If $V_{s+1}$ has vertices distinct from $y_i$, we use new colors for them. So we don't need more than $v_{s+1}-1$ of new colors to do this step.
It is easy to see that this coloring satisfies conditions (i)-(iii).
If there are the same elements $y_i$ among them, all reasoning holds, but we just need fewer new colors.
A: I think I finally understand @kabenyuk's answer. I'm going to rewrite it in a way that I find easier to understand. To justify such a repetitive answer, I will state the result in a slightly more general form.
Theorem. Let $n$ be a positive integer. Let $G=(V,E)$ be a (finite) graph of order $v=|V|$. Suppose the vertex set $V$ is partitioned into $n$ disjoint subsets $V_1,\dots,V_n$. Let $W_i=V_1\cup V_2\cup\cdots\cup V_i$. Suppose that, for each $j$ ($1\lt j\le n$), there exist a set $X_j\subseteq W_{j-1}$ and a mapping $f_j:X_j\to V_j$ such that $|X_j|=j-1$ and $\{x,f_j(x)\}\notin E$ for all $x\in X_j$. Then $\chi(G)\le v-n+1$.
[This is more general because the set $X_j$ is not required to consist of one element from each of the sets $V_1,\dots,V_{j-1}$, just any $j-1$ elements of $W_{j-1}=V_1\cup\cdots\cup V_{j-1}$.]

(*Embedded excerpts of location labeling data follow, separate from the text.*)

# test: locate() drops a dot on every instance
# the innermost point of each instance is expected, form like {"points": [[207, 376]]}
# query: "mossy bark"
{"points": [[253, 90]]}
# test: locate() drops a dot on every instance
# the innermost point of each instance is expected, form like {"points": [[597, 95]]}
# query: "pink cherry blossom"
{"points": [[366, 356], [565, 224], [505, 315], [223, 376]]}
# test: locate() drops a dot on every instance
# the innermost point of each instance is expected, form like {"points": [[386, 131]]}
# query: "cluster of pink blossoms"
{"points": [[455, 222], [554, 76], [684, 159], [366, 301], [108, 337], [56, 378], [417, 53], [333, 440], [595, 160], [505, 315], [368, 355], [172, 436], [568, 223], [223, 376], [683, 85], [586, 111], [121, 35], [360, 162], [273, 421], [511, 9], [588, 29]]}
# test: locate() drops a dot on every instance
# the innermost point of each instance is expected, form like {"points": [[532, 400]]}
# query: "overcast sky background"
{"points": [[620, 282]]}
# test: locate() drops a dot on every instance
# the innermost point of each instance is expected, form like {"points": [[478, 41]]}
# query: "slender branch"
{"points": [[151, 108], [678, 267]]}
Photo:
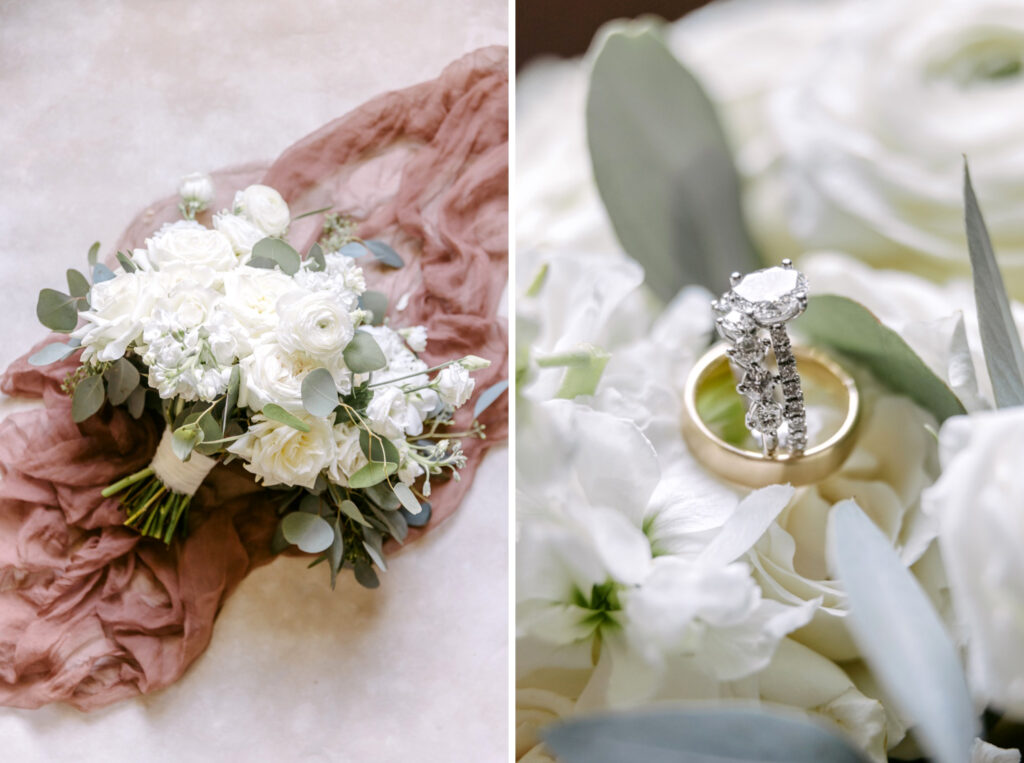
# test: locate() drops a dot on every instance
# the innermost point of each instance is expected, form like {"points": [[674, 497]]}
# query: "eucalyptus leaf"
{"points": [[378, 449], [269, 252], [88, 397], [51, 353], [350, 510], [315, 255], [488, 395], [900, 636], [320, 393], [384, 253], [376, 302], [122, 378], [101, 272], [136, 401], [999, 339], [57, 310], [409, 501], [275, 412], [184, 439], [363, 354], [365, 575], [421, 519], [372, 473], [663, 166], [78, 285], [852, 330], [353, 249], [699, 735], [310, 533]]}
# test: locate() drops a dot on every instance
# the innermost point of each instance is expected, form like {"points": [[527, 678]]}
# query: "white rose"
{"points": [[186, 250], [455, 385], [198, 188], [251, 295], [349, 457], [276, 454], [265, 208], [315, 324], [119, 309], [977, 503], [241, 232]]}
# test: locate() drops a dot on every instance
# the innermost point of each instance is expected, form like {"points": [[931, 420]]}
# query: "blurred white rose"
{"points": [[240, 231], [314, 324], [977, 504], [455, 385], [278, 454], [265, 208]]}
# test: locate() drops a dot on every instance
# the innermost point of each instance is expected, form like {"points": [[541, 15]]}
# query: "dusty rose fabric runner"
{"points": [[89, 612]]}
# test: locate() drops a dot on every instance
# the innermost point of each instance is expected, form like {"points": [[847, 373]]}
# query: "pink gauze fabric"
{"points": [[89, 612]]}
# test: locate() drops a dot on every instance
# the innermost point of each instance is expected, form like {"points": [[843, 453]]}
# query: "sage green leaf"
{"points": [[698, 735], [663, 166], [372, 473], [385, 254], [126, 262], [270, 252], [852, 330], [350, 510], [363, 354], [184, 439], [1001, 343], [320, 393], [409, 501], [365, 575], [51, 353], [78, 285], [136, 401], [122, 378], [488, 395], [275, 412], [901, 637], [88, 397], [421, 519], [101, 272], [310, 533], [378, 449], [315, 255], [377, 304], [57, 310]]}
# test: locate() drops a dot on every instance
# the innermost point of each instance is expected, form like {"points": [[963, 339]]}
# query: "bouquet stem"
{"points": [[156, 499]]}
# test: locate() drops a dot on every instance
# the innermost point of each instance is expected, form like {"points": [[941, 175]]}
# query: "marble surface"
{"points": [[115, 100]]}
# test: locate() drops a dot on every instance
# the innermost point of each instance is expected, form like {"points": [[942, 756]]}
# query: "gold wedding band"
{"points": [[753, 468]]}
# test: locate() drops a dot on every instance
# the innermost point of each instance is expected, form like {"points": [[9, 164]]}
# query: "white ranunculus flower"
{"points": [[314, 324], [348, 455], [278, 454], [197, 187], [455, 385], [265, 208], [240, 231], [251, 295], [118, 312], [977, 505]]}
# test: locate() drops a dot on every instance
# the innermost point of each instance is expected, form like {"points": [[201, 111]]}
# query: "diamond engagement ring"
{"points": [[752, 315]]}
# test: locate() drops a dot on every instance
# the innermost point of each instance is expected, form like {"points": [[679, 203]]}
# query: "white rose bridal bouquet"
{"points": [[801, 560], [250, 351]]}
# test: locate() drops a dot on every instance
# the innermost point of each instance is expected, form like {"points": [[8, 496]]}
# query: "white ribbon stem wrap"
{"points": [[180, 476]]}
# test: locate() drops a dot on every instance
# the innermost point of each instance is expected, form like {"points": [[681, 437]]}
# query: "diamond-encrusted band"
{"points": [[752, 315]]}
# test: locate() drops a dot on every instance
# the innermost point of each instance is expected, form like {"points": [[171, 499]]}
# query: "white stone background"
{"points": [[105, 103]]}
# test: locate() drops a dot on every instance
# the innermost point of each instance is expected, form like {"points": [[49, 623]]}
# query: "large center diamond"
{"points": [[772, 295]]}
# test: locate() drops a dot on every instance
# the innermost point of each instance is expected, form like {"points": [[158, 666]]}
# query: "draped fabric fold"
{"points": [[89, 612]]}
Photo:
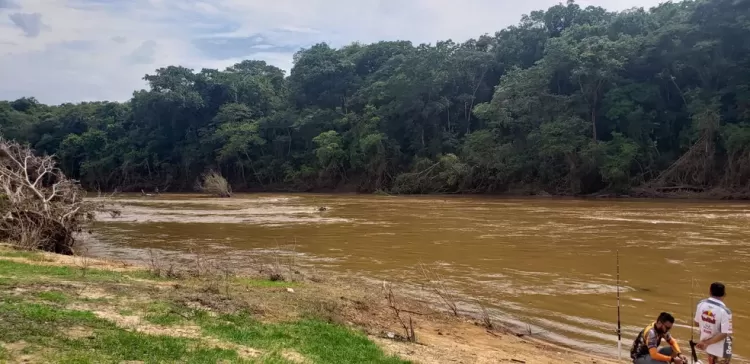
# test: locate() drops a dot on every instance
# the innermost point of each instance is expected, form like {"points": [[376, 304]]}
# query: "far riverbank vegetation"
{"points": [[569, 101]]}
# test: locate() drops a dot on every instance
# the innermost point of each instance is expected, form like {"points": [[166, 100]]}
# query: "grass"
{"points": [[320, 341], [21, 271], [41, 321]]}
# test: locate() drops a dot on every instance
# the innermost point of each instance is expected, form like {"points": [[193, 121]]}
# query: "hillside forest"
{"points": [[569, 101]]}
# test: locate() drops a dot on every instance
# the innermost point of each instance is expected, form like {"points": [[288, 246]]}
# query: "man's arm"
{"points": [[725, 330], [652, 340]]}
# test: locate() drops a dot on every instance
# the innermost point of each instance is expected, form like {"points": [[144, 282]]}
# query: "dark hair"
{"points": [[665, 317], [718, 289]]}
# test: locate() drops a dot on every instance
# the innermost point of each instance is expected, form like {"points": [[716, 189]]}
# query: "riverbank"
{"points": [[668, 193], [79, 309]]}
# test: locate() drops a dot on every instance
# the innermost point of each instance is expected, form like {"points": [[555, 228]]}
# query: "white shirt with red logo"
{"points": [[715, 318]]}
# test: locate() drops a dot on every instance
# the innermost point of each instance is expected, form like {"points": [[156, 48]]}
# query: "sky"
{"points": [[87, 50]]}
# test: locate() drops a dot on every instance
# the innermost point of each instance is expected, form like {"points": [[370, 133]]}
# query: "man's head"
{"points": [[718, 290], [664, 322]]}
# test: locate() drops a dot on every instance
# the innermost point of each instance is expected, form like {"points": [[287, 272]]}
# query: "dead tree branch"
{"points": [[41, 207]]}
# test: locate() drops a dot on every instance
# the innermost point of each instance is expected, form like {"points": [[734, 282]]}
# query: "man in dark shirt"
{"points": [[646, 350]]}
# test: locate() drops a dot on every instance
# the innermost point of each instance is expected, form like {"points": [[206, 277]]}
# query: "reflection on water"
{"points": [[546, 265]]}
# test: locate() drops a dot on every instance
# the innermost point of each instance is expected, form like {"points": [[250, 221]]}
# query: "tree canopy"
{"points": [[570, 100]]}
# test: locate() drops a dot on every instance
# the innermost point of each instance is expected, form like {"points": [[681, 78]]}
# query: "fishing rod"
{"points": [[692, 323], [619, 332]]}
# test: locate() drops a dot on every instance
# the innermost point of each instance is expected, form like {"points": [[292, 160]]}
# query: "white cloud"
{"points": [[76, 50]]}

The proof is by induction on $n$. The case $n=1$ being trivial, we assume $n\gt1$. By induction, the subgraph induced by $W_{n-1}$ can be properly colored with at most $|W_{n-1}|-n+2$ colors; let such a coloring be fixed.
By hypothesis we have a set $X_n\subseteq W_{n-1}$ and a mapping $f_n:X_n\to V_n$ such that $|X_n|=n-1$ and $\{x,f_n(x)\}\notin E$ for all $x\in X_n$. We consider two cases.
Case 1. Every color occurring in $X_n$ also occurs in $W_{n-1}\setminus X_n$.
Suppose $k$ different colors $c_1,\dots,c_k$ occur in $X_n$. Choose vertices $v_1,\dots,v_k\in W_{n-1}\setminus X_n$ with $v_i$ of color $c_i$. Then $\{v_1,\dots,v_k\}\cup X_n$ is a set of $k+n-1$ vertices of $G$ which is properly colored with $k$ colors, whence $\chi(G)\le v-n+1$ by giving distinct colors to all other vertices of $G$.
Case 2. Some color $c$ occurs in $X_n$ but not in $W_{n-1}\setminus X_n$.
By assigning a distinct new color to each vertex in $V_n$ we get a proper coloring of $G$ with at most $v-n+2$ colors. But since color $c$ occurs only in $X_n$, we can abolish color $c$ by recoloring each vertex $x$ of color $c$ with the color of the vertex $f_n(x)$, thus obtaining a proper coloring of $G$ with at most $v-n+1$ colors.